Participants were also categorized as light, moderate, frequent, or non-cannabis users, depending on how much cannabis use they reported in the last 30 days. (Given attitudes around drug use in general and the fact that adult-use cannabis did not exist in the United States in 2005-2006, drug use rates are generally understood to be under-reported.)
Researchers found that on the whole, cannabis users’ activity rates, as measured by the accelerometers, did not “significantly differ” from non-users. However, “[f]requent cannabis users engaged in more physical activity than non-current users,” the researchers wrote in their findings.
And when individuals quit using cannabis, they seemed to stop moving quite as much. “Light cannabis users had greater odds of self-reporting physical activity compared to non-current users.”
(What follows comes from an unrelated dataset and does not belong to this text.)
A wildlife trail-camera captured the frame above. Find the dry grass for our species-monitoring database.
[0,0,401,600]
There were some observed limitations in data. Current cannabis users tended to be younger and have lower body-mass indices than non-cannabis users. And half of cannabis users also reported smoking cigarettes; respondents who did not smoke tobacco also tended to be more active. And the devices weren’t waterproof, so if anyone did happen to be a cannabis-smoking swimmer, their activity wasn’t recorded in the data.
Why is this, what’s going on? The study didn’t examine what pharmacological effects, if any, might be encouraging cannabis users to be more active, or why frequent cannabis users tended to be more active than non-current users. It does suggest that if someone is inactive for whatever reason, the reason isn’t weed—and the world’s most popular illicit drug doesn’t seem to be slowing down anyone who uses it.